The C/C++ Developer’s Guide to Avoiding Office Swordfights

This is the second part of a series of articles in which I will be covering a number of handy open-source tools that can help you bring down your compile times. Today’s topic: parallel builds with icecream.

As soon as your project has reached a certain size, compilation times start to become a nuisance. Back in the carefree pre-pandemic days when you were sharing a physical office with a bunch of actual people, you could at least bridge that time by instigating an ad-hoc swordfight with your workmates – but that seems out of the question for the time being. So you need to find effective ways to bring down your compile times such that your productivity is not affected too much by the intermittent delays.

Being an engineer, your probable natural response in any given situation is this: tackle the problem at hand by throwing tools at it – and that’s exactly what this series of articles is about. In part 1, we saw how you can use ccache to memorise your build artefacts so the compiler doesn’t have to do the same thing over and over. In this article, we’re going to harness your readily available hardware infrastructure by dynamically offloading build jobs to multiple machines!

Distributed compilation

The fundamental idea behind distributed compilation is this: while you’re developing software, your machine generally has relatively little work to do most of the time, with intermittent bursts of huge activity whenever you hit the build button. But since source modules can generally be compiled independently of one another, there is vast potential for parallelisation – so why not harness the idle CPU cycles of your workmates‘ systems and pack the compilation workload onto more than one pair of shoulders?

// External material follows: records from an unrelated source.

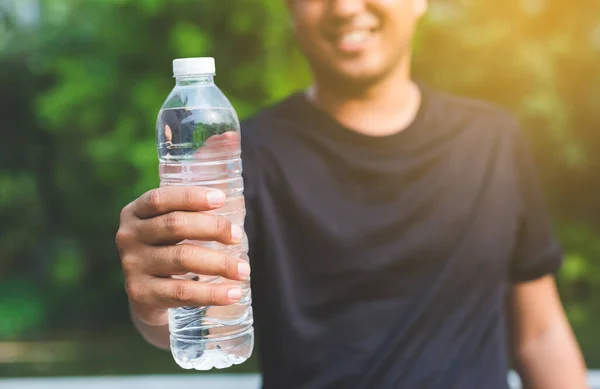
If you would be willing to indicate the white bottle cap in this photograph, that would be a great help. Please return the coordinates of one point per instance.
(193, 66)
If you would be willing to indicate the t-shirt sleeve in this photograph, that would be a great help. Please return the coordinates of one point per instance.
(537, 252)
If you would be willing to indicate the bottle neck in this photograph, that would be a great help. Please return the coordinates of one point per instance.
(197, 79)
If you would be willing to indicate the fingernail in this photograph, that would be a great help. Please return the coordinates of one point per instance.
(243, 270)
(215, 197)
(234, 294)
(236, 232)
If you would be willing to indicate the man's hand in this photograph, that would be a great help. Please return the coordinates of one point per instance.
(148, 241)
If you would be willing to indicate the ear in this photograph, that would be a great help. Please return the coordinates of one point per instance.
(420, 7)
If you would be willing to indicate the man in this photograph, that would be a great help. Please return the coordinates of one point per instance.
(397, 237)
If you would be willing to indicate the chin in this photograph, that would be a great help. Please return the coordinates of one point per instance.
(356, 74)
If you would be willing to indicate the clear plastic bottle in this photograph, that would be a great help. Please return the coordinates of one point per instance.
(198, 142)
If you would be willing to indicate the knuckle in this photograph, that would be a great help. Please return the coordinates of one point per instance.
(155, 198)
(225, 264)
(183, 292)
(183, 254)
(213, 296)
(189, 196)
(134, 290)
(222, 227)
(175, 223)
(123, 237)
(125, 212)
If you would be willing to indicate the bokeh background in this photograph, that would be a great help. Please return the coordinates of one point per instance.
(81, 82)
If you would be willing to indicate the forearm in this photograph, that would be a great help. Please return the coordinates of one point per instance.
(157, 336)
(552, 361)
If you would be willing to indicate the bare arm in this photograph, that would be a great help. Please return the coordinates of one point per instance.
(544, 347)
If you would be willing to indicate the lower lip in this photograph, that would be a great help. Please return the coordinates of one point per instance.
(354, 47)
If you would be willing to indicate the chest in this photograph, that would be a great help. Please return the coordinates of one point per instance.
(352, 217)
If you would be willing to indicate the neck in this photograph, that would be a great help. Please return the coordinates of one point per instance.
(377, 109)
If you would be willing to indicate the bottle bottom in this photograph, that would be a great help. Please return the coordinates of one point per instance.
(206, 354)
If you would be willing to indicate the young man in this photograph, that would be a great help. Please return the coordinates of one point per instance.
(397, 234)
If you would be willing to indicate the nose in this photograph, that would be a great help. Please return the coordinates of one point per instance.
(346, 8)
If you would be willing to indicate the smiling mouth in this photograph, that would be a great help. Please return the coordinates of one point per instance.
(355, 40)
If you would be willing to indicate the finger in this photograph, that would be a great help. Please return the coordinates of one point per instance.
(172, 293)
(178, 226)
(188, 258)
(177, 198)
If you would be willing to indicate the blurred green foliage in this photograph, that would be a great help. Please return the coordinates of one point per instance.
(80, 91)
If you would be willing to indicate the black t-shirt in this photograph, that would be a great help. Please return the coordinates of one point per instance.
(384, 262)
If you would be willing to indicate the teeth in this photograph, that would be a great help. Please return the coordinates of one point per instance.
(354, 37)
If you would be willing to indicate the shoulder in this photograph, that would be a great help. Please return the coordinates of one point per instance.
(480, 115)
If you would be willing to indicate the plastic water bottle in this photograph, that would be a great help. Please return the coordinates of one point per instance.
(198, 142)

The best-known open-source representative of a distributed compilation system is distcc. distcc consists of a server daemon accepting build jobs over the network, and a compiler wrapper distributing jobs to the build nodes available in the network. distcc has a relatively simple and straightforward architecture but has a number of shortcomings:

The list of participating build nodes is static and must be known in advance; it is defined in the form of an environment variable. When a node is added or removed, that environment variable must be changed on all clients.
The scheduling algorithm is relatively naive and offers no built-in way to prioritise more-powerful build nodes over more feeble ones.
Cross-compilation is not trivial – the correct version toolchain must be preinstalled in the correct version on all build nodes. Heterogeneous infrastructure (for example, different Linux distributions on different machines) can be problematic.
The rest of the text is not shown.